RF-CNN-F: random forest with convolutional neural network features for coronary artery disease diagnosis based on cardiac magnetic resonance.

机构信息

Institute for Intelligent Systems Research and Innovation (IISRI), Deakin University, Geelong, Australia.

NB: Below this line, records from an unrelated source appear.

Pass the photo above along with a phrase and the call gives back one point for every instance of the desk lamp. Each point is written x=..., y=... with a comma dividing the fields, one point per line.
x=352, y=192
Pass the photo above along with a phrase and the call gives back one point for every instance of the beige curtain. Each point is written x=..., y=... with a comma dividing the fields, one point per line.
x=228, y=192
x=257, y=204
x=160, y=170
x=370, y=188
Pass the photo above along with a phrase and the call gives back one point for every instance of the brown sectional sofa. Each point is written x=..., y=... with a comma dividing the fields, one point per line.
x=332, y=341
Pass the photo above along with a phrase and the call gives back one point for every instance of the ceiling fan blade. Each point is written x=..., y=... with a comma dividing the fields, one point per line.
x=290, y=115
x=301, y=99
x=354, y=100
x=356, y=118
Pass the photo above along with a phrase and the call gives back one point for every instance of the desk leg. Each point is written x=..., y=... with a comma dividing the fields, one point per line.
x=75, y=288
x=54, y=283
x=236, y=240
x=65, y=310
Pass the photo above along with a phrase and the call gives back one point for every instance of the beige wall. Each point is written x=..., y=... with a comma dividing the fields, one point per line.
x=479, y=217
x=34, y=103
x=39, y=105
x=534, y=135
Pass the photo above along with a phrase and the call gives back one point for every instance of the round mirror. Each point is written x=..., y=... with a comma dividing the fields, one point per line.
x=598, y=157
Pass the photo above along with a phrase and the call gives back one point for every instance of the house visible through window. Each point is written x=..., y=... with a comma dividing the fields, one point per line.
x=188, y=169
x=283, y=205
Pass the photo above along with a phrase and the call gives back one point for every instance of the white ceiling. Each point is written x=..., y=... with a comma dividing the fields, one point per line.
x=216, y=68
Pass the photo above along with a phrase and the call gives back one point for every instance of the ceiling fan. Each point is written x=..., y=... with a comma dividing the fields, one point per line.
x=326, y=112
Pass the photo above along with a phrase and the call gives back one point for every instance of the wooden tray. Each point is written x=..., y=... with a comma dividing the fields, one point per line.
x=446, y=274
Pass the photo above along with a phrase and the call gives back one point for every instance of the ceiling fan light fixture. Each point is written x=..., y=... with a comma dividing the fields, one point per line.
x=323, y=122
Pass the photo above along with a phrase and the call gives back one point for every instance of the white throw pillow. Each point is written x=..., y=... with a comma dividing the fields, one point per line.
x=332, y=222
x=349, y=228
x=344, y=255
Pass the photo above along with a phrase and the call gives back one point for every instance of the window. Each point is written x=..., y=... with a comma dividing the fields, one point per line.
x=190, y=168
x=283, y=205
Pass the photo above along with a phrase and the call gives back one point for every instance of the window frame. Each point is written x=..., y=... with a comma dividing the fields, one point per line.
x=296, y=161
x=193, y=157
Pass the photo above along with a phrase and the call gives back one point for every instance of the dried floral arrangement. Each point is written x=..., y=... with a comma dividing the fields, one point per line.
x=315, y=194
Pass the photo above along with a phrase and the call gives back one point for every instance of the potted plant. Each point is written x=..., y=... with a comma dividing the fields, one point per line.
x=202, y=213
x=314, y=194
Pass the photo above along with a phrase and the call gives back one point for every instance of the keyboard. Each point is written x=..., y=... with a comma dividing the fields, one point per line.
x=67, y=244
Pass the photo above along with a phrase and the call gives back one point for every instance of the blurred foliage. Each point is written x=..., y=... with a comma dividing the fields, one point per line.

Department of Computer Engineering, School of Technical and Engineering, Shiraz Branch, Islamic Azad University, Shiraz, Iran.

出版信息

Sci Rep. 2022 Jul 1;12(1):11178. doi: 10.1038/s41598-022-15374-5.

Abstract

Coronary artery disease (CAD) is a prevalent disease with high morbidity and mortality rates. Invasive coronary angiography is the reference standard for diagnosing CAD but is costly and associated with risks. Noninvasive imaging like cardiac magnetic resonance (CMR) facilitates CAD assessment and can serve as a gatekeeper to downstream invasive testing. Machine learning methods are increasingly applied for automated interpretation of imaging and other clinical results for medical diagnosis. In this study, we proposed a novel CAD detection method based on CMR images by utilizing the feature extraction ability of deep neural networks and combining the features with the aid of a random forest for the very first time. It is necessary to convert image data to numeric features so that they can be used in the nodes of the decision trees. To this end, the predictions of multiple stand-alone convolutional neural networks (CNNs) were considered as input features for the decision trees. The capability of CNNs in representing image data renders our method a generic classification approach applicable to any image dataset. We named our method RF-CNN-F, which stands for Random Forest with CNN Features. We conducted experiments on a large CMR dataset that we have collected and made publicly accessible. Our method achieved excellent accuracy (99.18%) using Adam optimizer compared to a stand-alone CNN trained using fivefold cross validation (93.92%) tested on the same dataset.

摘要

冠状动脉疾病(CAD)是一种发病率和死亡率都很高的常见疾病。有创性冠状动脉造影是诊断 CAD 的金标准,但费用高且存在风险。心脏磁共振(CMR)等无创成像技术有助于 CAD 的评估,可以作为下游有创性检查的筛选手段。机器学习方法越来越多地应用于医学诊断中的影像和其他临床结果的自动解读。在这项研究中,我们首次提出了一种基于 CMR 图像的 CAD 检测方法,该方法利用深度神经网络的特征提取能力,并结合随机森林的特征来进行检测。有必要将影像数据转换为数值特征,以便将其用于决策树的节点中。为此,我们考虑将多个独立卷积神经网络(CNN)的预测作为决策树的输入特征。CNN 在表示影像数据方面的能力使我们的方法成为一种通用的分类方法,适用于任何影像数据集。我们将该方法命名为 RF-CNN-F,代表基于 CNN 特征的随机森林。我们在我们收集并公开提供的大型 CMR 数据集上进行了实验。与在同一数据集上使用五重交叉验证训练的独立 CNN 相比(93.92%),我们的方法使用 Adam 优化器达到了 99.18%的出色准确性。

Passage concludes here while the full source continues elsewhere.